MVLA Scholars program supports students’ independent projects

Victor Ruiz, a junior at UC Berkeley who has received scholarships and mentoring from the MVLA Scholars program since he began college, is one of 10 students to receive a supplemental scholarship for completing an independent study project this summer.

A Los Altos High school graduate majoring in biochemistry and molecular biology and minoring in bioengineering, Ruiz independently researched TP53 mutations in high-grade serous ovarian cancer.

“There’s no organization that created an internship for (the scholars) to go work at, this is simply the student, him or herself, identifying an academically relevant project that they want to do over the summer,” said Bruce McFarlane, MVLA Scholars board member and supplemental scholarships program co-director.

After planning to return as a summer intern at Garden Health, a cancer research company in Redwood City, Ruiz – like many other MVLA Scholars recipients – had to pivot due to restrictions put in place because of the COVID-19 pandemic.

MVLA Scholars’ independent study scholarship program offered to financially support recipients as they still gained viable work experience.

“(MVLA Scholars) has been a really huge part of basically allowing me to focus on school a lot more than focusing on paying bills,” Ruiz said. “It’s definitely helped me cut back on my hours at work and be able to spend more time actually getting (school) work done.”

Launched by a Los Altos family looking to start a nonprofit organization to provide scholarships for students in the Mountain View Los Altos Union High School District, MVLA Scholars has grown into “quite an impressive organization,” McFarlane said.

The program has given away more than $4 million in scholarships over the past 20 years, and 160 recipients are currently in college.

The original supplemental scholarship program for unpaid and underpaid internships began in 2014 and the independent study project scholarships only started this summer.

“It was recognizing that what was going to be a normal summer in terms of internships paid and unpaid was not going to happen,” MVLA Scholars co-director Dee Gibson said. “It was sort of born out of necessity.”

She added that many of the scholars’ parents are essential workers or they live in close quarters with several younger siblings who are trying to do online classes at the same time. Ruiz said he moved to an apartment in Berkeley because at home he would have to share a room with his three younger brothers while taking Zoom classes and studying.

“Their life has really been not only turned upside down in terms of school, but the economics of their families and their family responsibilities and issues have changed a lot,” Gibson said.

MVLA Scholars co-director Janet Tornow noted that the nonprofit organization has done everything it can to help.

“We’re really looking to really help (our scholars) the absolute most,” she said.

Tornow added that funding independent study projects is “really unique and really proactive.”

“(The independent study projects) are all different,” she said. “And I think the main thing is the students all came up with their own ideas, and they all seem really enthusiastic about it.”

New opportunities

Along with Ruiz’s research on ovarian cancer, projects included fashion merchandising, social media marketing and learning effective ways to teach elementary school kids online.

Nanami Narusawa, an MVLA scholar, started tutoring seven elementary school students in math after she wasn’t able to return to her job teaching ballet classes at a studio. She began virtually tutoring in June and received a supplemental scholarship for her project.

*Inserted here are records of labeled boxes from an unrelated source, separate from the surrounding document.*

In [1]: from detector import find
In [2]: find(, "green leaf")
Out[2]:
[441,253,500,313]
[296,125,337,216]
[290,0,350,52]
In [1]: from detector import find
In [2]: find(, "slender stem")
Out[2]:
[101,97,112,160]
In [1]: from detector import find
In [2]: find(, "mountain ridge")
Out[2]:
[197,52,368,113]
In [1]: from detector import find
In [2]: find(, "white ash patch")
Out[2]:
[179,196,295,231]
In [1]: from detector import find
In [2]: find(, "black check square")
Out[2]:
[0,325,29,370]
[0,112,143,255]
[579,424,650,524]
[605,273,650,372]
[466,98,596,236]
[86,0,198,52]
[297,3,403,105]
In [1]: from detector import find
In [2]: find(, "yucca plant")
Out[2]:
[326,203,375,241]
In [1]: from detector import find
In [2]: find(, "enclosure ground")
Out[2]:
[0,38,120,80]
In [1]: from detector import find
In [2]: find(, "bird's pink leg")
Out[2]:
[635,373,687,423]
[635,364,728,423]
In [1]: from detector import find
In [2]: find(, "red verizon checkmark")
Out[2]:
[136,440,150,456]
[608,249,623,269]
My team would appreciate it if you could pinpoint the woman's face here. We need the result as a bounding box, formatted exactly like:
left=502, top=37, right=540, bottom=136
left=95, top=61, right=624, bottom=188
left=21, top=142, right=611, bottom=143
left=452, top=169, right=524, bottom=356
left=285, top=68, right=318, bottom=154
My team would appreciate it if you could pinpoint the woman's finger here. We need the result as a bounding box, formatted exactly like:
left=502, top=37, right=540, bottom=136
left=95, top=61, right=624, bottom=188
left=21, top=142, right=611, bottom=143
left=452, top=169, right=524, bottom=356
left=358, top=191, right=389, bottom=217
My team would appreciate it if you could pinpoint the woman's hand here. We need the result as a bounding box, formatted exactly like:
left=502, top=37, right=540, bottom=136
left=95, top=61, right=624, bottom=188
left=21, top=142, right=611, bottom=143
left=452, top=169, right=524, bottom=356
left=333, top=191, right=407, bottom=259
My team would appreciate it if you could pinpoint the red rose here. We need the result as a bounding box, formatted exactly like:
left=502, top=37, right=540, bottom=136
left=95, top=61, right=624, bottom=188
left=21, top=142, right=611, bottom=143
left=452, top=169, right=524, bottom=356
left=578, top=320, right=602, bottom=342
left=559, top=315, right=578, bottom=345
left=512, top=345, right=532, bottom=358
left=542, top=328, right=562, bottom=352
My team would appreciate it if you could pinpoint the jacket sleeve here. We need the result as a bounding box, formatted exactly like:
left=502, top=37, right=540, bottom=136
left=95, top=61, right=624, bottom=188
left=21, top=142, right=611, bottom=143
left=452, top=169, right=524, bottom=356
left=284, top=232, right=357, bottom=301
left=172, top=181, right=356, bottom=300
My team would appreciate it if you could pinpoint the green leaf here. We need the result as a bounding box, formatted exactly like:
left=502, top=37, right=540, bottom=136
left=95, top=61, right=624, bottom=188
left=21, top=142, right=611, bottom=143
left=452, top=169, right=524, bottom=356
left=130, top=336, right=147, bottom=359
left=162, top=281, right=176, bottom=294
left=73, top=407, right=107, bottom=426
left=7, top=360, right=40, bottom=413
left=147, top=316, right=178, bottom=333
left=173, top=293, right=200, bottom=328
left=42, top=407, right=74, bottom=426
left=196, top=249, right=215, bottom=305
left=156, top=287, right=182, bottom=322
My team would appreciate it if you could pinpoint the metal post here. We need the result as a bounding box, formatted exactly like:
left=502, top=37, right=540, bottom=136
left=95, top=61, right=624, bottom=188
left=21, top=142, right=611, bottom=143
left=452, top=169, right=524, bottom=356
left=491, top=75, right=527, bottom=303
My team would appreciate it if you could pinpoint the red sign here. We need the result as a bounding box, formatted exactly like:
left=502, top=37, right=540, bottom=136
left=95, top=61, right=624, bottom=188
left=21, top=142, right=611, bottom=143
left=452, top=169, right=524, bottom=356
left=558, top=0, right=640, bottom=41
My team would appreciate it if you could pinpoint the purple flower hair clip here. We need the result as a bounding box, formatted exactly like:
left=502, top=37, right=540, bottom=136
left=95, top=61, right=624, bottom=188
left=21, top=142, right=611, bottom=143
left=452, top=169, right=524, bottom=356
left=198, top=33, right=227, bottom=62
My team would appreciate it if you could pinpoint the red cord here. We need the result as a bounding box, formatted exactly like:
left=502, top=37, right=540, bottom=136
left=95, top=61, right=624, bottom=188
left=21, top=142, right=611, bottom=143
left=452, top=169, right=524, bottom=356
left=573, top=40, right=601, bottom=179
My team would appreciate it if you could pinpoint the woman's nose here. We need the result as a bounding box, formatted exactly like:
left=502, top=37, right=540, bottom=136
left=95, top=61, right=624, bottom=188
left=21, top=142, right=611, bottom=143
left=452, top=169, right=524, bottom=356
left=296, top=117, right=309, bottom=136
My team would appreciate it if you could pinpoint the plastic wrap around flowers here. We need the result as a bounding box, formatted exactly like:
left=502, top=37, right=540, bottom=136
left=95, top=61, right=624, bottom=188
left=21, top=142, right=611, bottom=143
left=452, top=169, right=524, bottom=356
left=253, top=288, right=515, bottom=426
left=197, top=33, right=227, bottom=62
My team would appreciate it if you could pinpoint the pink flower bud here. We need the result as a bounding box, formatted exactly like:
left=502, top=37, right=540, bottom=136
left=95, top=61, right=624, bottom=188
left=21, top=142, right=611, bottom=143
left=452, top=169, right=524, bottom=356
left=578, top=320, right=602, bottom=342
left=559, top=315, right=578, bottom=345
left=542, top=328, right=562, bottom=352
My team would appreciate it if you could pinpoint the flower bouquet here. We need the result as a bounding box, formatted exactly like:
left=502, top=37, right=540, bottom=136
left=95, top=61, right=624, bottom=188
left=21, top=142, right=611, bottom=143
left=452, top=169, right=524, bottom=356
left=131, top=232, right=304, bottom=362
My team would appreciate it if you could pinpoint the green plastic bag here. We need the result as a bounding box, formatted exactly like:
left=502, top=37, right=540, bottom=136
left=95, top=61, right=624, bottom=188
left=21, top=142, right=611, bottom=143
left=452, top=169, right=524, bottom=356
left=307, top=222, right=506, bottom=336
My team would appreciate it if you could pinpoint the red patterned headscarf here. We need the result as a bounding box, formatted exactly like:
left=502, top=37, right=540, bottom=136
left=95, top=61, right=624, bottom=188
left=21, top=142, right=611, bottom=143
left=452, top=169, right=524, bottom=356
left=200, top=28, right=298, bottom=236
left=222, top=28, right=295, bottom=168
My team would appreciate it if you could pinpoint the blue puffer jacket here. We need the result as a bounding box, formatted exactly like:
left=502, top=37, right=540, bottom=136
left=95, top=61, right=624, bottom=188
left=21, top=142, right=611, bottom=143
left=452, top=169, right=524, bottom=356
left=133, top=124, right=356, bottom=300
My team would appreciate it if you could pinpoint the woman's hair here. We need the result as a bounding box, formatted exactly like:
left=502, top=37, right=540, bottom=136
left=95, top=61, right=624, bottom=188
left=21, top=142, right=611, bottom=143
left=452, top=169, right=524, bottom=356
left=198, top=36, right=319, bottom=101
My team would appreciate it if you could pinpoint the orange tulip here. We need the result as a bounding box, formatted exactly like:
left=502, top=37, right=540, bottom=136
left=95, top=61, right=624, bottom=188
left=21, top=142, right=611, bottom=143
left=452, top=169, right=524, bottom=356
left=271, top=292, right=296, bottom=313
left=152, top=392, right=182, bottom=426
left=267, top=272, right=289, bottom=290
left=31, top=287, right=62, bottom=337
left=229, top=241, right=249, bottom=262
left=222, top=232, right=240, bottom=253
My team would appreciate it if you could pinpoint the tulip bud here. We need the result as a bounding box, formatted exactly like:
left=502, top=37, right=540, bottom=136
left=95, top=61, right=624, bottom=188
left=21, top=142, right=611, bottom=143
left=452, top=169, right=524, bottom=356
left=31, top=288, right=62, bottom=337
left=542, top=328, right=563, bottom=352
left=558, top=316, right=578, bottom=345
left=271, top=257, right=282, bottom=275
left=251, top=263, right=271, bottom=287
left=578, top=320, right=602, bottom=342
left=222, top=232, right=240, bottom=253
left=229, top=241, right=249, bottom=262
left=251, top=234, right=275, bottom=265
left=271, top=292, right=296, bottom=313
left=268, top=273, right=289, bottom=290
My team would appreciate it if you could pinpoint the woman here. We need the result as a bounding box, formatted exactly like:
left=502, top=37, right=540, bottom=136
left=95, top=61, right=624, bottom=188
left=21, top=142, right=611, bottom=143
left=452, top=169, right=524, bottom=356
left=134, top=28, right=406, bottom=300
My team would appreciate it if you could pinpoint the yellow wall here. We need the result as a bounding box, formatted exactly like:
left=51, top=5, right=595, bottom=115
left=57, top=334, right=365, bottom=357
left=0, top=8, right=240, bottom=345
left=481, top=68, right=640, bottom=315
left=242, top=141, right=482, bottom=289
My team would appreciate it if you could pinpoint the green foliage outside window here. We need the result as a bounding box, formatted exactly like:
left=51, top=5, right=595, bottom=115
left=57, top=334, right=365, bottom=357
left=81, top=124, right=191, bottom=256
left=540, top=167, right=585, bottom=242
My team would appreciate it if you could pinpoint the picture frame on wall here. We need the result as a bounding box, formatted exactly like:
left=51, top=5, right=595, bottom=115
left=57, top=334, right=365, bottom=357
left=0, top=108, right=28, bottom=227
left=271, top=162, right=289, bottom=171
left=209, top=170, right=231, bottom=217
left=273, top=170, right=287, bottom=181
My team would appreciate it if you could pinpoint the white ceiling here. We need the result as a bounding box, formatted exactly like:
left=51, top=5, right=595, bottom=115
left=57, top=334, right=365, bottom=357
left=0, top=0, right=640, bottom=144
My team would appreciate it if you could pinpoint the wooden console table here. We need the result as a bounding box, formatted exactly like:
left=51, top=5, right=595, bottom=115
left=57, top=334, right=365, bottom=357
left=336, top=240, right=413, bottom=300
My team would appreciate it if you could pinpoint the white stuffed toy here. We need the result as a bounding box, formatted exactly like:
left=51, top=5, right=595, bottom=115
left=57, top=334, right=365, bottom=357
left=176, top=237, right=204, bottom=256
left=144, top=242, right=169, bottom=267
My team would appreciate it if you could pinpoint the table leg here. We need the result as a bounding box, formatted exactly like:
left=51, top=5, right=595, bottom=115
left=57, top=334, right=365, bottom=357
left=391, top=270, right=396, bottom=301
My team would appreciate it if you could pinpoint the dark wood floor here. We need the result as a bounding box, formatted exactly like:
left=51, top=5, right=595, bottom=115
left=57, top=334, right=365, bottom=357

“I definitely was thinking about tutoring students (and) I was trying to find a way to continue to educate myself,” Narusawa said, “but I think that MVLA Scholars really pushed me to kind of think outside the box.”

Narusawa, who aspires to be an elementary school teacher, said the tutoring project allowed her to gain relevant experience.

“I was able to enhance my skills in tutoring,” she said, “and I’ve never tutored virtually before, so I was able to kind of learn how to work with Zoom and … keep them motivated through the lessons.”

With most of the scholars’ colleges switching to online learning this semester, Gibson said their college experience “changed dramatically almost overnight.”

That, however, does not mean the experience is any less valuable.

“Our students’ lives are changing, and they’re changing the life of their entire family, the economics and the recognition that there are more possibilities,” Gibson said.

Narusawa recognizes the value as well.

“Even though there’s a lot of negative aspects to (the pandemic), I think MVLA Scholars was able to provide us with a new opportunity and they will still continue to push us to be better regardless of the circumstances,” she said. “So I am very happy that I can be part of this journey.”